Enoch's Stomp's first harvest was Texas Black Spanish or Lenoir grapes, known to thrive despite threat of Pierce's Disease in the weather extremes of East Texas. The Lenoir must, they fermented, fortified, and aged in barrel for 4 years. It waited another 4 years in bottles labeled "Dark Portejas". Upon release, it won double gold and Grand Star at the 2015 Lone Star International. Competing well in the $$$ category, it is inexplicably underpriced at $40/btl.
Dark Portejas, a rare and fine thing, is available only over the winery's tasting room counter.
When I finally arrived at Enoch's for a tasting, the day was dusk, warm, and wet. Electing to enjoy the weather on the patio, I carried the Portejas snifter outside, sank into a chair beneath an umbrella. I filled my head with the wine's cloyed cedar-and-oak aroma and reflected on the weather.

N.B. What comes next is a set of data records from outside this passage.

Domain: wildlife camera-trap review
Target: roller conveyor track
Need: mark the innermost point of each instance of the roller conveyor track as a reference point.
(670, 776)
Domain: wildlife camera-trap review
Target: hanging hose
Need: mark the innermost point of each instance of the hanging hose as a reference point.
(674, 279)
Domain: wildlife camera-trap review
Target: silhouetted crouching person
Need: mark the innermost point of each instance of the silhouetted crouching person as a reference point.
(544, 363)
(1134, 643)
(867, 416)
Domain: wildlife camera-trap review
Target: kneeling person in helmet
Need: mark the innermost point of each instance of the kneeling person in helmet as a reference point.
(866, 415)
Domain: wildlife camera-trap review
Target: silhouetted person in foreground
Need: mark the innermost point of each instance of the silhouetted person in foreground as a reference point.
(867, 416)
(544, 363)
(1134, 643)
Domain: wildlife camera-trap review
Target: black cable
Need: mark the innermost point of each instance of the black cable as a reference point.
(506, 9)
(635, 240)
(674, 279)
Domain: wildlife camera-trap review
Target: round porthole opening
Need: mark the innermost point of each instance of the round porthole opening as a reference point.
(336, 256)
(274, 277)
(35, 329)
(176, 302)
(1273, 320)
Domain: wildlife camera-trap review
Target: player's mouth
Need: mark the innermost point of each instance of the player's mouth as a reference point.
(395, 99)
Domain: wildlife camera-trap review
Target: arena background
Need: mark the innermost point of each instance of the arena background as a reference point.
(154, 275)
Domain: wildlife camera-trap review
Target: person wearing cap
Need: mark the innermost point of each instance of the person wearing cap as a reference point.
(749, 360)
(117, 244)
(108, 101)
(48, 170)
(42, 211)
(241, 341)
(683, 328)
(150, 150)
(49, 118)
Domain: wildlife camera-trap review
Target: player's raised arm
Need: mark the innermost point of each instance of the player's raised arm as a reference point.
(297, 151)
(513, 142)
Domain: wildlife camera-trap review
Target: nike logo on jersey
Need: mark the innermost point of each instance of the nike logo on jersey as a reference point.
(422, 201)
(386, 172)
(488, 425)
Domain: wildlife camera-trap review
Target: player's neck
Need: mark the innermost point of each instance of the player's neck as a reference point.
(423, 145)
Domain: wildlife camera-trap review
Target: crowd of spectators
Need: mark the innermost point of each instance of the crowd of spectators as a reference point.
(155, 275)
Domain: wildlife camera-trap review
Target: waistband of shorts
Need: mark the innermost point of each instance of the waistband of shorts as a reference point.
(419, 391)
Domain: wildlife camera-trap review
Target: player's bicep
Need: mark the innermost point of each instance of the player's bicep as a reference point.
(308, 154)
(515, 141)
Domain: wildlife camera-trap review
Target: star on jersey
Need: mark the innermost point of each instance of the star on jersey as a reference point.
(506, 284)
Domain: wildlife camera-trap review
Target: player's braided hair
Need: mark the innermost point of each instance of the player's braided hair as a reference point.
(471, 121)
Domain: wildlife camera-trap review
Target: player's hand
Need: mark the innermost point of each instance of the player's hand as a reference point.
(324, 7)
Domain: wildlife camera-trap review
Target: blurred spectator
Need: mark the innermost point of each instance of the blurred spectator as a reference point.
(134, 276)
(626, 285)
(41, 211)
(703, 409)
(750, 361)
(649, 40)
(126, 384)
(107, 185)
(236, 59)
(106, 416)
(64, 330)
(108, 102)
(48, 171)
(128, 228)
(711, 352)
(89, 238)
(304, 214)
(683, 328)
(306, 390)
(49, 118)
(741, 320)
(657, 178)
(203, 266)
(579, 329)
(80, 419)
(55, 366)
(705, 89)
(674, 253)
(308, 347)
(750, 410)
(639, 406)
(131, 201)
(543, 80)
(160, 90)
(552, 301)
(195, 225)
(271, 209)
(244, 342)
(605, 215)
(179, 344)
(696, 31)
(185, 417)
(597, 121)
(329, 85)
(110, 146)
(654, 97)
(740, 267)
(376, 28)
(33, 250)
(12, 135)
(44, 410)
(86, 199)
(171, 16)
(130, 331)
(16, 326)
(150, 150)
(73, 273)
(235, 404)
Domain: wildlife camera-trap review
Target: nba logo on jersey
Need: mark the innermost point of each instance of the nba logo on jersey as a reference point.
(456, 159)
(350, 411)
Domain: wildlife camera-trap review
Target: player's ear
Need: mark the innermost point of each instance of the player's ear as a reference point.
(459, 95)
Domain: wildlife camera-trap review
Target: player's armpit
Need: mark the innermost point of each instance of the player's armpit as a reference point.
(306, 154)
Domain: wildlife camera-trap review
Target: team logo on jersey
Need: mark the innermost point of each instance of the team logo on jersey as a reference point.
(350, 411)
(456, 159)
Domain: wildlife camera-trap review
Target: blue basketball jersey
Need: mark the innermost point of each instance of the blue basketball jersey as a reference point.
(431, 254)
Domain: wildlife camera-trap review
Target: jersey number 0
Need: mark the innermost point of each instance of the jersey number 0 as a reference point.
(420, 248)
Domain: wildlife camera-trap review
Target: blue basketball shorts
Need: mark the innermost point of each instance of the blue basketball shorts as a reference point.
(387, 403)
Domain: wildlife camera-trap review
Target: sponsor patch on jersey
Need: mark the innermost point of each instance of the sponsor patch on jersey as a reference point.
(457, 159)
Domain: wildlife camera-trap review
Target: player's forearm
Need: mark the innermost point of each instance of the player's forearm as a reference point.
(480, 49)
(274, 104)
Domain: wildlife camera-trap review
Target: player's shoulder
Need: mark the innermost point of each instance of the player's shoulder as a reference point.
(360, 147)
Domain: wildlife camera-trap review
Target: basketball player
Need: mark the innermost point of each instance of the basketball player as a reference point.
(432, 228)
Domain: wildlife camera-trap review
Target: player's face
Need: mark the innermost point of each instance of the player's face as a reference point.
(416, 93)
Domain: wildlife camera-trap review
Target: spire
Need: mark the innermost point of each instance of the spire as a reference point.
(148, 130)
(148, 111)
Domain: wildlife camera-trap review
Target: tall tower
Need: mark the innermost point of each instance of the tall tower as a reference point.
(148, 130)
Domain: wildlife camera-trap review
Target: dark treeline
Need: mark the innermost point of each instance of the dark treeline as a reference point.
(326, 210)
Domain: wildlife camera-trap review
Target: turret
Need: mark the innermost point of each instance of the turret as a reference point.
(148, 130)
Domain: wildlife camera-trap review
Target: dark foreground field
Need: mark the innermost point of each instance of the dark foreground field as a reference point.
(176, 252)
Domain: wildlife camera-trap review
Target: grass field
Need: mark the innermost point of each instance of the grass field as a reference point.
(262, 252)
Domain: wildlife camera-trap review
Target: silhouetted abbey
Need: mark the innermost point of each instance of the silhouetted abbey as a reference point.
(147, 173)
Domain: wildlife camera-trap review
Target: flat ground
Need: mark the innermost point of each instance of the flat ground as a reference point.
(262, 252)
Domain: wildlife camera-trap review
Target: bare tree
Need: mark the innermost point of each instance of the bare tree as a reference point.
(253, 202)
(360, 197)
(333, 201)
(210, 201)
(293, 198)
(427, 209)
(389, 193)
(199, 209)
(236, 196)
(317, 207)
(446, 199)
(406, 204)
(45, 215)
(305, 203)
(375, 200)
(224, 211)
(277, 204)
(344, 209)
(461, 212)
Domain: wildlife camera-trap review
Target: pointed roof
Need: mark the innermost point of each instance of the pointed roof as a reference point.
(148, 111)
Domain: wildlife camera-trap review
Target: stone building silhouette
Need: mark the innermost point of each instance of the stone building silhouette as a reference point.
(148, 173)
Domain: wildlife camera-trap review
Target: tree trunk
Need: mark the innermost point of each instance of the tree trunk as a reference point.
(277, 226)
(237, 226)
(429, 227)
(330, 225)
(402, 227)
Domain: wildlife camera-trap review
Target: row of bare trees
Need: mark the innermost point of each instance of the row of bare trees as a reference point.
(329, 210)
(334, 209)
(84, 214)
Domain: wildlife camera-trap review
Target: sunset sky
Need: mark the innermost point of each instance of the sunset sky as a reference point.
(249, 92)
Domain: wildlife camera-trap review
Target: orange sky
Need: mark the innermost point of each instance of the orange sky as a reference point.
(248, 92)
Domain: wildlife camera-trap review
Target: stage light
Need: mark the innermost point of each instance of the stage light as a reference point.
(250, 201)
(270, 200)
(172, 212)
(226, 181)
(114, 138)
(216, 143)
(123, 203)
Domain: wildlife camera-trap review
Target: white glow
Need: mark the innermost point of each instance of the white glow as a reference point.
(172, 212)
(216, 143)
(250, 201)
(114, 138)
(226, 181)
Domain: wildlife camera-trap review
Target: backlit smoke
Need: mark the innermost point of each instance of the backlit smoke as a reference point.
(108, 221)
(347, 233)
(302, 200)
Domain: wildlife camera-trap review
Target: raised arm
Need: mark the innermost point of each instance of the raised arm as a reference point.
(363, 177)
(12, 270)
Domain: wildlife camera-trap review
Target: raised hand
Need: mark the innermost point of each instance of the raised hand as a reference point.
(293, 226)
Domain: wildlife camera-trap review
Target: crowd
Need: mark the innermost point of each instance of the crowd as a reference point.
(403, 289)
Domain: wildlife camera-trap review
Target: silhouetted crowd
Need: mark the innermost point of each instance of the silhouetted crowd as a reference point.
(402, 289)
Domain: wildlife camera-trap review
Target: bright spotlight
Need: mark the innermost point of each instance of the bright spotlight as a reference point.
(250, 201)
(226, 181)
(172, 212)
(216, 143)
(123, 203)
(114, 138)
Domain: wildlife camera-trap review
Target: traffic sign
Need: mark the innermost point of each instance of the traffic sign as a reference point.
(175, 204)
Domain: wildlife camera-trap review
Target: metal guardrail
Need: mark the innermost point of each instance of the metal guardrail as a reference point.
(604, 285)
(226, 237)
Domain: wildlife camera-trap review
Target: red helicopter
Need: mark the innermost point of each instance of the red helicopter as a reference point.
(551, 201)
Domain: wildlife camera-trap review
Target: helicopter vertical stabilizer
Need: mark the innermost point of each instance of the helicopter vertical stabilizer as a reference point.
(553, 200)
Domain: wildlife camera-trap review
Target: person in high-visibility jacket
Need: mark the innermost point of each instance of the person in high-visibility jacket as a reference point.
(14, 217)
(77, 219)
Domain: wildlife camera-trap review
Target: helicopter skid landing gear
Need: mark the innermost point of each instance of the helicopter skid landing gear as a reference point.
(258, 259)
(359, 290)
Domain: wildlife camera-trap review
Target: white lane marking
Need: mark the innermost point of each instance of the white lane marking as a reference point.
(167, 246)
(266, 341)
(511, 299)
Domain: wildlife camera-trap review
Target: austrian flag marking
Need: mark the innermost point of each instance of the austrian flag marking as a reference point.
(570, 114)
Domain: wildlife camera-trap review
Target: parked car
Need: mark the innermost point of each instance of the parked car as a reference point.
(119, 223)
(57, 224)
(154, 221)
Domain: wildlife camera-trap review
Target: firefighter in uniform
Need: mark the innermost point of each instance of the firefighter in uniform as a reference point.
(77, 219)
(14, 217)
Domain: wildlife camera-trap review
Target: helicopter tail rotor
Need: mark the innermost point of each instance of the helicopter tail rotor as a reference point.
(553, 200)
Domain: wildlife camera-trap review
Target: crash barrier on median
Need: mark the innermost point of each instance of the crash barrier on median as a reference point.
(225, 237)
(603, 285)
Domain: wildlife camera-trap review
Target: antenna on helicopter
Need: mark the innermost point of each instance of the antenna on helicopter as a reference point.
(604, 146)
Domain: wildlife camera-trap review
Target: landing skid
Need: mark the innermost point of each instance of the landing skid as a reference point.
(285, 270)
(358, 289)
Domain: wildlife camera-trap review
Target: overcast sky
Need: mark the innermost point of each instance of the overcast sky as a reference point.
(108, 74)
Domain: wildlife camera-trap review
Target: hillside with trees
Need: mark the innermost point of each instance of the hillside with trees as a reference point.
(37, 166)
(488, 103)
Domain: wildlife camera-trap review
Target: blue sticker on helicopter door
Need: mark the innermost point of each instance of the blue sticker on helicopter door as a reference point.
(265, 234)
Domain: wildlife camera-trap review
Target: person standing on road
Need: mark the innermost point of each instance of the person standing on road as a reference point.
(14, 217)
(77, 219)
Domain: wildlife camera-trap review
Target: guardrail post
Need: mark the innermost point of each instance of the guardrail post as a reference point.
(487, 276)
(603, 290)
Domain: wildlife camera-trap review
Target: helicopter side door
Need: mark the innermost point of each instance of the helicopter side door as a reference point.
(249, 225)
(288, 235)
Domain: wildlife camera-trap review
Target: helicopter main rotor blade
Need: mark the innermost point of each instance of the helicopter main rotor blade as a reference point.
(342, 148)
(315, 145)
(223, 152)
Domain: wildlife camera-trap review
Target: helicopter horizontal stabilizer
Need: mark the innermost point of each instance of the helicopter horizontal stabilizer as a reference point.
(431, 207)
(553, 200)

A dark sky met the darker horizon while outdoor lights obliquely lit the gentle rain to give the air a chrome-and-black speckle like monochrome video noise. On a whim, I lifted my snifter to eye level and brought the dark wine meniscus even with the black horizon.
The sky above the port was the color of television, tuned to a dead channel."Det var helt Texas" is written Nowegian meaning "that's totally Texas." When spoken, it means "that's crazy."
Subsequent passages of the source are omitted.